To test the theory that furanocoumarin was the responsible compound, Watkins and colleagues filtered it out grapefruit juice, which they discovered was then less bitter but otherwise unaltered.
Then they tested 18 men and women taking various drugs on a regular basis including aspirin and birth control pills.
Each fasted in the hospital and got a single dose of the blood pressure drug felopidine, sold under the brand name Plendil, along with either normal grapefruit juice, furanocoumarin-free juice or orange juice.
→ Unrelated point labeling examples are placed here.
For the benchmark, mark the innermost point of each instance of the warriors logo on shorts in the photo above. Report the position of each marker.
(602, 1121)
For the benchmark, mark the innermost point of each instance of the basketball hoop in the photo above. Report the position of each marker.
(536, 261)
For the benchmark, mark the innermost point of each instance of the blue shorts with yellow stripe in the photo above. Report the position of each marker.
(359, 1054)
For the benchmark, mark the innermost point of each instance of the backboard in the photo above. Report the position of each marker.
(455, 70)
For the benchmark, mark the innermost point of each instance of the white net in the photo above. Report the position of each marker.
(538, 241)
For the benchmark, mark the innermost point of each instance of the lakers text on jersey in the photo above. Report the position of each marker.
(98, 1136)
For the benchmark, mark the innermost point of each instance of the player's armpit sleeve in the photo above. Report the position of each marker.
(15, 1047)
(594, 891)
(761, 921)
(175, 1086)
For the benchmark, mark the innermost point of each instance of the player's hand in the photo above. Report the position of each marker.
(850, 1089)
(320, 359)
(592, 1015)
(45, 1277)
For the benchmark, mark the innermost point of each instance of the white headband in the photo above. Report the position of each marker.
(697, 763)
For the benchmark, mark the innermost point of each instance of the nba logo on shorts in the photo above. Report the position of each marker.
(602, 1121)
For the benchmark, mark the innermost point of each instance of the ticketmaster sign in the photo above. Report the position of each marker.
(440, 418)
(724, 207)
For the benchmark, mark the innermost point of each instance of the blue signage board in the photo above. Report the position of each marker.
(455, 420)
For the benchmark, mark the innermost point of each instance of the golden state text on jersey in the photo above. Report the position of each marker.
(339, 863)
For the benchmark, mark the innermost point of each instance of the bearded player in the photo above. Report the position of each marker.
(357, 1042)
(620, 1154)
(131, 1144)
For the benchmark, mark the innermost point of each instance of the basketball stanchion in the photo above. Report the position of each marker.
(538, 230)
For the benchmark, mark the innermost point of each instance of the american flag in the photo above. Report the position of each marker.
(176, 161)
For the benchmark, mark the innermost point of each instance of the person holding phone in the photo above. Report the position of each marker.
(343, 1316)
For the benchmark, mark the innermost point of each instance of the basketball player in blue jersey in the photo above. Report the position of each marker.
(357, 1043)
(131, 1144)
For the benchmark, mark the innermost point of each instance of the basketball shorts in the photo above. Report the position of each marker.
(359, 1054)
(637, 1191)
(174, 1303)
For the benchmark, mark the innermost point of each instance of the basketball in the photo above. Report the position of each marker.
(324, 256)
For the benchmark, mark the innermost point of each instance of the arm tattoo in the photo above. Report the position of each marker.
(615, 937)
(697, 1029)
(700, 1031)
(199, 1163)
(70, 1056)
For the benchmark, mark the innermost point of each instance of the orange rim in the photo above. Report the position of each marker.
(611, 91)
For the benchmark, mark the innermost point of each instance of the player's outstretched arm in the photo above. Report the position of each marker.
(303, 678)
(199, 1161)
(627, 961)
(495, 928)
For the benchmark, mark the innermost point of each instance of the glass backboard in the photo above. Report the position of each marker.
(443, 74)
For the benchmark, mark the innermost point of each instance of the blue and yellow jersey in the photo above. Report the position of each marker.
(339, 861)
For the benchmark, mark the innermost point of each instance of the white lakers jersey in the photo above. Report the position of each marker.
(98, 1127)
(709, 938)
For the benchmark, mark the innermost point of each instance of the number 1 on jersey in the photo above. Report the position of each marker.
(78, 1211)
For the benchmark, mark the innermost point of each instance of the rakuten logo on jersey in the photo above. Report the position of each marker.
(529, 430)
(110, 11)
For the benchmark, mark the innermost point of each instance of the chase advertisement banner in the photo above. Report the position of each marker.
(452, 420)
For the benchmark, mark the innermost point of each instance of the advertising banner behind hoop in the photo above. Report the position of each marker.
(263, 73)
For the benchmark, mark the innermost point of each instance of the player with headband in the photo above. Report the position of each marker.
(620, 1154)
They then ate and drank normally and blood was taken regularly all day.
In each volunteer, the normal grapefruit juice made between 6 percent to 230 percent more Plendil available in the blood, the researchers reported in the American Journal of Clinical Nutrition. The furanocoumarin-free grapefruit juice and orange juice had no such effect, they reported.
Critiki - Ooga-Mooga - Humu Kon Tiki
Joined: Feb 16, 2003
|Posted: 2006-05-09 8:22 pm  Permalink|
See TiKi Central can save your life! I take blood pressure meds and know that I cannot drink grapefruit juice, I forgot that Reverb Crash has it! That could be bad! Thanks Humuhumu!
Joined: Mar 29, 2006
|Posted: 2006-05-10 08:02 am  Permalink|
Mu doctor actually told me that a lot of meds are not affected by alcohol consumption but to never drink grapefruit while taking my meds. It's actually funny to hear that from your doctor. Drink booze not juice.
Joined: Aug 20, 2004
From: 3 hrs 33 mins to paradise
|Posted: 2006-05-11 10:42 am  Permalink|
My sincerest sympathies to those who can't drink grapefruit juice. A Reverb Crash without fresh grapefruit juice is, well... I don't even want to think about it.
Joined: Feb 04, 2004
|Posted: 2006-05-16 7:17 pm  Permalink|
Joined: Jun 01, 2002
|Posted: 2007-07-28 10:20 am  Permalink|
So, has anyone found furanocoumarin-free grapefruit juice yet? I really want to make the Zombie Punch recipe in Sippin' Safari, but can't due to interaction with my blood-pressure meds.
In the absence of some sort of magical new grapefruit juice, what other kinds of fruit juice might make an adequate substitute?